Tuesday, July 3, 2012

Prospect stuff

Monday opened the "international signing period," and the Twins inked Amaurys Minier, a 16-year-old Dominican, for $1.4 million -- about half their allotment under the new labor deal for international free agents this year.

Minier is a switch-hitter who is listed as a shortstop but generally reckoned to be destined (quickly) for another position. Baseball America ranks him as the No. 12 international prospect; MLB.com as the No. 4.

Twelve or four, he's 16. He's a long ways away from Target Field.

---

Miguel Sano reportedly committed three errors Monday night for Beloit, and that makes 31 E's for the super prospect. Seth Stohs astutely noted some time ago, back when there were Internet voices calling for Sano to move up to High A, that nobody who'd actually seen him play thought he was ready for a higher level.

---

The deadline to sign 2012 draft picks is July 13, and the Twins have inked 12 of the 13 players they selected in the first 10 rounds. The only holdout, according to Baseball America, is L.J. Mazzilli, son of fomer big league player and manager Lee Mazzilli. The younger Mazzilli is a collegiate second baseman, selected in the ninth round.

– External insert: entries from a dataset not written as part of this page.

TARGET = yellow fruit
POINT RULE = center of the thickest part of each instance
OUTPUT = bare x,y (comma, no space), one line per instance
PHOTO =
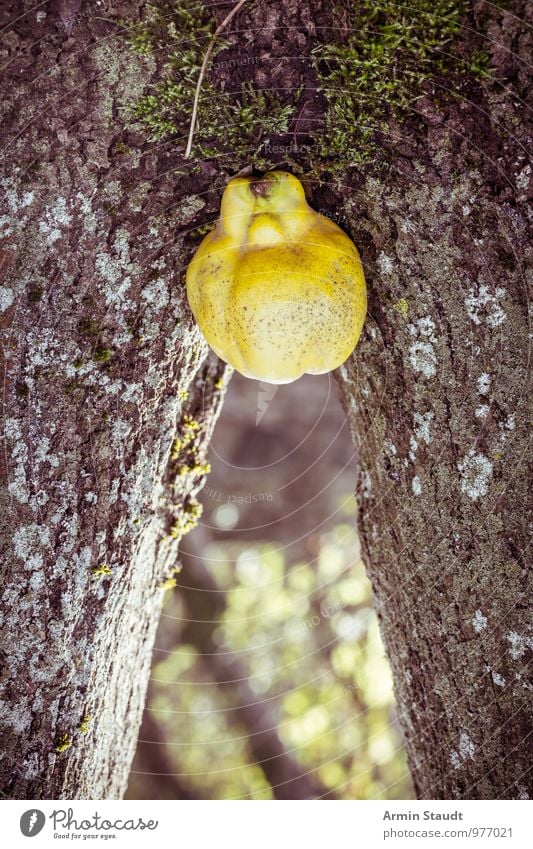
276,288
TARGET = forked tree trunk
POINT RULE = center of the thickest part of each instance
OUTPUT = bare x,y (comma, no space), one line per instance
99,354
101,364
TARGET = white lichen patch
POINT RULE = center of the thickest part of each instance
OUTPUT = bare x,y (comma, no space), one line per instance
497,679
189,207
476,474
483,383
455,760
86,210
41,453
518,644
482,305
385,263
366,485
18,454
479,621
156,294
422,352
523,178
14,202
7,297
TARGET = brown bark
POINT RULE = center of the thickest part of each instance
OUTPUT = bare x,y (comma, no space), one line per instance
205,605
99,354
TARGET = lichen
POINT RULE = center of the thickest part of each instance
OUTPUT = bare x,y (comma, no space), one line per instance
232,125
387,56
84,726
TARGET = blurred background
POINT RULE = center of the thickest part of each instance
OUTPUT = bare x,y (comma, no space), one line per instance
269,678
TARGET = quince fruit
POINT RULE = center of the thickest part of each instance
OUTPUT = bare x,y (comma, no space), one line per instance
277,289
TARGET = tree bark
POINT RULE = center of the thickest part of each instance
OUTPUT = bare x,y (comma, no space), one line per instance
101,365
436,398
100,351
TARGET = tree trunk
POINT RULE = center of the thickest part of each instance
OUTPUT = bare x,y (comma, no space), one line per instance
436,398
100,353
102,364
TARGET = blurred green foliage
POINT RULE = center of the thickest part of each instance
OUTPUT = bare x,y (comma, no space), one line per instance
306,640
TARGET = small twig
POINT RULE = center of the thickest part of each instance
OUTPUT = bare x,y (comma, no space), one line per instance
201,75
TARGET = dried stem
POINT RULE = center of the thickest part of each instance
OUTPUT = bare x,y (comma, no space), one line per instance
201,75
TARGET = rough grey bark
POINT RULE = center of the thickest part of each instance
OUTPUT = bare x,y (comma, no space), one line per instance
101,365
436,396
98,347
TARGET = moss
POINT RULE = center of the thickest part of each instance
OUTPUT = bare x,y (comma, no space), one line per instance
402,306
63,742
230,125
390,55
101,571
195,468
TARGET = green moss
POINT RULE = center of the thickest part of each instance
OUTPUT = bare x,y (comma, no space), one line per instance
389,56
63,742
170,581
230,125
188,520
35,294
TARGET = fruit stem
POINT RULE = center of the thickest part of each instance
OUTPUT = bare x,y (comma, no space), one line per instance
260,188
201,75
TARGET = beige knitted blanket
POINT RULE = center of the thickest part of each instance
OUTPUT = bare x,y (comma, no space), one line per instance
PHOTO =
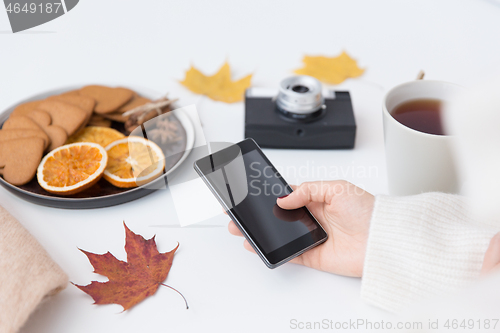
27,274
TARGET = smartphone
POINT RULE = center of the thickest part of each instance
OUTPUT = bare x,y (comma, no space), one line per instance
247,186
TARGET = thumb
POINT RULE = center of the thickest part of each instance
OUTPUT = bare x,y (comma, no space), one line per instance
492,255
307,193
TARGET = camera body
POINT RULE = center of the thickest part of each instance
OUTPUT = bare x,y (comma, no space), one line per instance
273,123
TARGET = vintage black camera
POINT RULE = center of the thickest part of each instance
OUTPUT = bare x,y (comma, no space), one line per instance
300,116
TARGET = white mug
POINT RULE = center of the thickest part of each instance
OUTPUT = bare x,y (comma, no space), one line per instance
418,162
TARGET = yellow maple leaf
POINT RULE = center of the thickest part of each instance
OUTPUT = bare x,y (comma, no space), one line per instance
333,70
219,86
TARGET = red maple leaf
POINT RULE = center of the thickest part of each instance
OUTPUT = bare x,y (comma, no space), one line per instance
132,281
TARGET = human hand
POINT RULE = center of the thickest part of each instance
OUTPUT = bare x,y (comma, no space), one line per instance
492,256
344,210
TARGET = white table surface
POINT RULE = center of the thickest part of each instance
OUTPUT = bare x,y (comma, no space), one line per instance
152,44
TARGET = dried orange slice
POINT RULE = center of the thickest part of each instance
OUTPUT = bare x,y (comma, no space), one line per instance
101,135
72,168
133,161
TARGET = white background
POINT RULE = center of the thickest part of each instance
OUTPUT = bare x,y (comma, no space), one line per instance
151,44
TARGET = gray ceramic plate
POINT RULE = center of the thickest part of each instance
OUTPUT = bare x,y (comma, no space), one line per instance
104,194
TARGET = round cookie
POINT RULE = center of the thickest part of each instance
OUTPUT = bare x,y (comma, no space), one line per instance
67,116
116,117
20,158
19,133
133,103
25,108
57,134
23,122
85,103
97,120
40,117
107,99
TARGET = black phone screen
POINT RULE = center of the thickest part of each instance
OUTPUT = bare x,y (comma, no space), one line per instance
249,186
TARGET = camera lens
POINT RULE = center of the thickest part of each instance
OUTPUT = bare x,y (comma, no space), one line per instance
300,96
300,89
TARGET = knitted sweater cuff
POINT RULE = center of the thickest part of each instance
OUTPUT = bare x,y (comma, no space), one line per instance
420,246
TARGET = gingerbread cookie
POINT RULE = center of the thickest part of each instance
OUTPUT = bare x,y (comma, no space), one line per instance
19,159
107,99
40,117
23,122
116,117
133,103
57,134
85,103
25,108
67,116
97,120
20,133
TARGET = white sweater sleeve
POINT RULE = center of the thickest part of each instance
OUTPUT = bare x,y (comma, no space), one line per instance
420,246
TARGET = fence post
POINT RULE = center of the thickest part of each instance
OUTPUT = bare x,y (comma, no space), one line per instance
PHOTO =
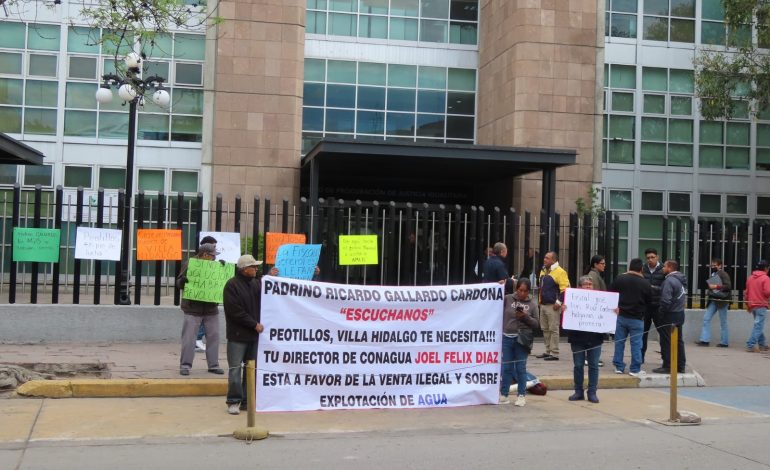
76,264
98,263
57,225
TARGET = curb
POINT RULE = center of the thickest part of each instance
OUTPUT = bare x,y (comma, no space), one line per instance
138,388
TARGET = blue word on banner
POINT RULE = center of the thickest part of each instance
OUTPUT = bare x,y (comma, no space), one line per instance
297,261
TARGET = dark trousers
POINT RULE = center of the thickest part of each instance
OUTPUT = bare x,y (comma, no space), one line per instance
665,347
238,352
651,316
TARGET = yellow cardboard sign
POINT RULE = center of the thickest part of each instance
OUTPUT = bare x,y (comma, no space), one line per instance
358,249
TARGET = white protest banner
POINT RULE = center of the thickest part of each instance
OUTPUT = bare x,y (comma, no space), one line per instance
590,310
333,346
228,245
97,243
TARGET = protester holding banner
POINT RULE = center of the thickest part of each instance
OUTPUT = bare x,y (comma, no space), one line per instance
586,349
520,317
198,314
242,299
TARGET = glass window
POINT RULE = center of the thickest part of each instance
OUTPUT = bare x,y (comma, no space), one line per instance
679,202
371,74
341,96
186,128
12,34
370,122
112,178
43,37
83,40
184,181
654,79
80,95
462,79
189,74
373,26
460,127
153,127
7,172
40,121
10,63
342,24
342,71
313,94
38,174
652,201
315,70
736,204
75,176
42,65
151,180
82,67
401,100
190,46
402,75
312,119
371,98
623,76
763,205
10,120
79,123
404,7
620,200
710,203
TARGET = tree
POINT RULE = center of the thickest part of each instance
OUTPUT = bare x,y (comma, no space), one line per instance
732,77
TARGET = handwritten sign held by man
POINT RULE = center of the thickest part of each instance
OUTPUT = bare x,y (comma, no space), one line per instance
590,310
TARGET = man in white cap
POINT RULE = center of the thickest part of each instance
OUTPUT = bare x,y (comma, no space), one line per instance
242,298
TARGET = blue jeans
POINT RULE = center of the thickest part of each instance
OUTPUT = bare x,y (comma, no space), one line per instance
238,352
514,363
758,332
632,329
580,354
711,309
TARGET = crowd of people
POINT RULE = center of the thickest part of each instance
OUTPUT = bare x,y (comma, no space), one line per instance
649,293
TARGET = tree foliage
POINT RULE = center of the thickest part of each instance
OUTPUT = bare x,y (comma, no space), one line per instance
726,78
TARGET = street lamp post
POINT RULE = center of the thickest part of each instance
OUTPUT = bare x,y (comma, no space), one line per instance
132,90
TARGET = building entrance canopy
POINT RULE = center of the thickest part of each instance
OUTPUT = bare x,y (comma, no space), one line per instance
16,153
426,172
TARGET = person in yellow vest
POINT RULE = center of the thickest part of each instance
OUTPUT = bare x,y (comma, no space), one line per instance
553,282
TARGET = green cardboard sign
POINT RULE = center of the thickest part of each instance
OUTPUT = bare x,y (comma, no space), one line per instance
206,280
36,244
358,249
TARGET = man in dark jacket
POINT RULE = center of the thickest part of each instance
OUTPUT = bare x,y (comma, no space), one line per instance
634,295
494,269
241,300
199,314
673,294
653,272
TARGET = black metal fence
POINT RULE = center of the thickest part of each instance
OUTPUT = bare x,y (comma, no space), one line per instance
419,244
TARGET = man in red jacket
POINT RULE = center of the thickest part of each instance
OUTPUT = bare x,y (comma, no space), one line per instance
757,295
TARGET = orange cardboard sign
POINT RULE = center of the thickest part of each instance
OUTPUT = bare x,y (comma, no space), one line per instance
273,240
158,244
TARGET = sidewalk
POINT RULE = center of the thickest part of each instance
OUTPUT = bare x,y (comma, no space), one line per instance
100,368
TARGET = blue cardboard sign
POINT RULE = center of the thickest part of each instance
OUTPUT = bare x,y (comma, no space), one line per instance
297,261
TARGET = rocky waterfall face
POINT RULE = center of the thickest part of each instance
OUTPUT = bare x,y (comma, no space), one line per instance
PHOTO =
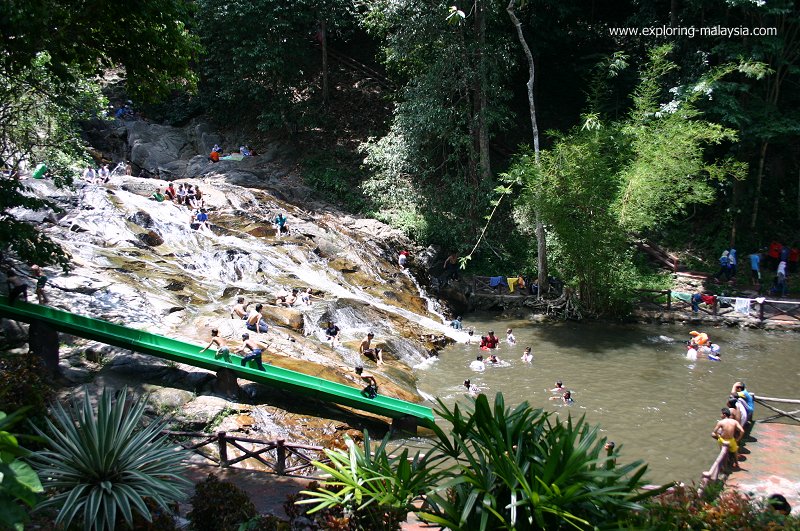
138,262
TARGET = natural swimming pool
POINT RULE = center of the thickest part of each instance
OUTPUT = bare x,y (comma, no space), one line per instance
633,380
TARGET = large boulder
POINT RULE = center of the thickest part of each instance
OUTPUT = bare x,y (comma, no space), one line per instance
153,146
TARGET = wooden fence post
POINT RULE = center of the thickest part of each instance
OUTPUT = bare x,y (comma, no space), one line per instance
280,461
223,449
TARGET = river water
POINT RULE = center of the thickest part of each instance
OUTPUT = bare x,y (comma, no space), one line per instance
632,380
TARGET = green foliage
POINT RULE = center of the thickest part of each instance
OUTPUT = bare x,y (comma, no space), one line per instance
525,469
374,489
24,384
101,467
682,508
329,174
494,468
219,506
271,74
149,39
19,485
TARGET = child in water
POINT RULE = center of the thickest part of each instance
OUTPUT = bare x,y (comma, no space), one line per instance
510,339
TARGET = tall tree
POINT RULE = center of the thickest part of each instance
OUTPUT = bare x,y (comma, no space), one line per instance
51,51
541,242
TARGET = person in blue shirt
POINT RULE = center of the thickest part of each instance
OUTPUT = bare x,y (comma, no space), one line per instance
280,224
755,270
740,391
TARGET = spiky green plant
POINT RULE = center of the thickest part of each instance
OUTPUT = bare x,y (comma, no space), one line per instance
375,489
100,466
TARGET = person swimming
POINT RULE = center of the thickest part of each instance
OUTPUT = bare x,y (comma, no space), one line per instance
472,389
478,364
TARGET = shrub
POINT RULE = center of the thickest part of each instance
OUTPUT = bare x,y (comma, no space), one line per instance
683,508
23,383
103,467
219,506
19,484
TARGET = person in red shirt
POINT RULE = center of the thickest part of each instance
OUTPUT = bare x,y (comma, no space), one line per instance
794,258
491,340
774,254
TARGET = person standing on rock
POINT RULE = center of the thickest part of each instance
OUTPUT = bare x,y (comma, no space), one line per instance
222,348
332,333
41,281
256,322
17,288
365,349
280,224
256,348
239,310
371,390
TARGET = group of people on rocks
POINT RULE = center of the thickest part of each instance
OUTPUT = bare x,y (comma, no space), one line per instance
734,419
700,344
778,259
216,152
17,287
96,175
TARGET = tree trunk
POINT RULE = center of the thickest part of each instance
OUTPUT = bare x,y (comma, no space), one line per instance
483,133
541,242
759,179
324,43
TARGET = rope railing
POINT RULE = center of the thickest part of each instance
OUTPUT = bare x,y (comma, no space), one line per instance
289,458
712,474
759,308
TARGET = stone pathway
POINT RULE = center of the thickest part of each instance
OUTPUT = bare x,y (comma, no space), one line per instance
772,463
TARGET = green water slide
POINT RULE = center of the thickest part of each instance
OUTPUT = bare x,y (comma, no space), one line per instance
172,349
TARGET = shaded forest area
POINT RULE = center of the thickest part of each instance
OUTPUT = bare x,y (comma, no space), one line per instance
417,113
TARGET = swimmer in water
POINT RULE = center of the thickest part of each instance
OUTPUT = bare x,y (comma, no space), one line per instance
527,356
472,389
510,339
478,364
566,398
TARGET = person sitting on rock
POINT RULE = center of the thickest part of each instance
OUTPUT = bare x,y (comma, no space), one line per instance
256,348
222,349
287,299
365,349
371,390
256,322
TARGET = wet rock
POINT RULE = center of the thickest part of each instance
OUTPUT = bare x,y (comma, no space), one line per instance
150,238
287,317
141,218
167,399
202,410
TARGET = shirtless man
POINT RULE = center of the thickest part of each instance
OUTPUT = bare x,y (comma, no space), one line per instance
256,322
222,348
371,390
375,354
728,431
287,299
332,333
239,310
256,348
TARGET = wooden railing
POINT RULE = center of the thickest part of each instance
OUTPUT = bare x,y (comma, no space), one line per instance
278,456
761,309
712,474
779,413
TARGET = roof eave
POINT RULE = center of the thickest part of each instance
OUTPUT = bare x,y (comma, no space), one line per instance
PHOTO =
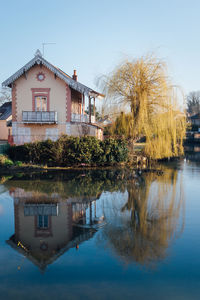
40,60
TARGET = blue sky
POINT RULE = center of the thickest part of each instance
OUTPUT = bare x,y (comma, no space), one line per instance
94,36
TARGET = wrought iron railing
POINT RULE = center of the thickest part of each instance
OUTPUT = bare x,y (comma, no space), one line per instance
39,117
82,118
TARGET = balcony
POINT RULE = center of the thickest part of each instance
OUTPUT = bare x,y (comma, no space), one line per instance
82,118
39,117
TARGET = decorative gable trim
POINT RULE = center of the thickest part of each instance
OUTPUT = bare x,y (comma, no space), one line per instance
39,60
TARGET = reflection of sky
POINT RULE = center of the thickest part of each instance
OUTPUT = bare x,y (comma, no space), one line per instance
93,270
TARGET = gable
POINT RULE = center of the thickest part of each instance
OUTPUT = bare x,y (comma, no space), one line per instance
40,61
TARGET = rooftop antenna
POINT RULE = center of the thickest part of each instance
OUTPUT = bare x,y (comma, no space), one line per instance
44,44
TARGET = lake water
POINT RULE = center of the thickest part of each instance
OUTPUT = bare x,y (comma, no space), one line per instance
108,234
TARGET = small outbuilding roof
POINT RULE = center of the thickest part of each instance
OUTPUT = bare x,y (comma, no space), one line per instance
39,60
5,110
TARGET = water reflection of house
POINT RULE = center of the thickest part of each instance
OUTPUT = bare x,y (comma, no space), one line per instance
46,227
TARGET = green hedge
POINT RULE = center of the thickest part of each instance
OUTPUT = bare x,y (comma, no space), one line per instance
68,151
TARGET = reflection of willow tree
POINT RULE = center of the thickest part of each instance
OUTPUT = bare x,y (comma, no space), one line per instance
154,207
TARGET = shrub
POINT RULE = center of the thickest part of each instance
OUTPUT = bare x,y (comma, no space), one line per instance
68,151
5,161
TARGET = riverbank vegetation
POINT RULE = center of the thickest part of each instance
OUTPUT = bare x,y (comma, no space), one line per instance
142,91
71,151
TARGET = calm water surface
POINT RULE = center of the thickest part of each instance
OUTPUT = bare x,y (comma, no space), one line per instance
101,235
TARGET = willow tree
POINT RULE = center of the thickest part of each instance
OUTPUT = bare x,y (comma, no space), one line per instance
145,94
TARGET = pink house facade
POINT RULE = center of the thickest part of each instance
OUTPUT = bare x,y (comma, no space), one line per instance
46,103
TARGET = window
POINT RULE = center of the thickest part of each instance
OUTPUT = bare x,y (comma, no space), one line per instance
42,221
40,103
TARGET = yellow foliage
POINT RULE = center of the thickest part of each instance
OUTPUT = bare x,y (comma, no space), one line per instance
143,86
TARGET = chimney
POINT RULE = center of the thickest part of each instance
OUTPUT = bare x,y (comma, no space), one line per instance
74,75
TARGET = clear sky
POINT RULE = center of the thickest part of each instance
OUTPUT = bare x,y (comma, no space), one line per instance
93,36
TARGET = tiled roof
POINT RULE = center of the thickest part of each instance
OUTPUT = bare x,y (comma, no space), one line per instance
37,60
5,111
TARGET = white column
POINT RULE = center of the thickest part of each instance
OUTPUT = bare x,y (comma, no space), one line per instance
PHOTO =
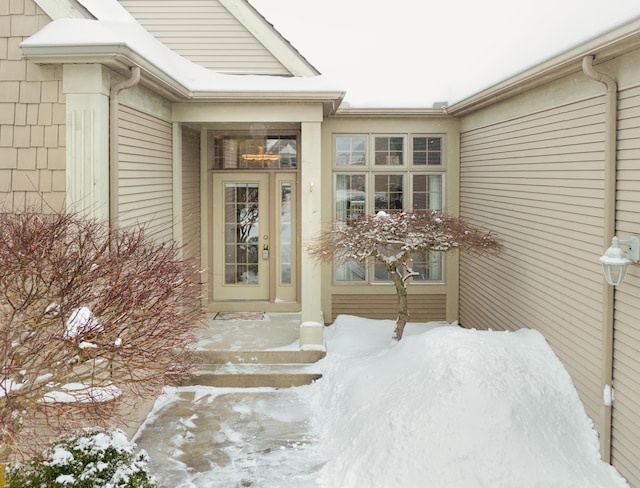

While I'm sure the Twins would rather sign him than not, I'm not too concerned either way. As a rule, amateur second basemen don't make it to the majors. If you're an infielder talented enough to play in the majors, you were almost certainly a shortstop in amateur ball.

---

I hesitate to mention this, because it means nothing -- nothing -- but Byron Buxton, the No.2 overall pick last month, is just 1-for-23 so far for the GCL Twins.

Monday, July 2, 2012

Joe Mauer, All Star

Joe Mauer bangs out another base hit, this time
wearing a Minneapolis Millers throwback uni.
I suspect he would rather the Twins
had gone with a St. Paul Saints throwback.
Of course Joe Mauer is the Twins' All-Star.

I generally have little interest in who makes the All-Star team; the selection system is sufficiently flawed and the player interest in the game sufficiently weak that I can't get emotionally connected to the game.

But as a purely practical matter,  making Mauer the lone Twins selection is the obvious choice.

First, let's deal with the "lone" bit. The Twins have had the worst record in the American League for most of the season. They're not getting multiple selectees. It's silly to see them talking about a fifth (or more) of the roster deserving to go. Mauer, Josh Willingham, Glen Perkins, Jared Burton, Denard Span, Scott Diamond ... all have been, more or less seriously, cited as legitimate candidates.

It's a bad team. The won-lost record says so. Bad teams don't have five All-Stars.

This is different than last season, when Michael Cuddyer was a mercy selection. Mauer leads the league in on-base percentage, the single most important offensive statistic. Willingham is having a career season. Neither would be an obvious weak link on the roster.

But there are plenty of outfield candidates as good or better than Willingham. Catcher is a different story.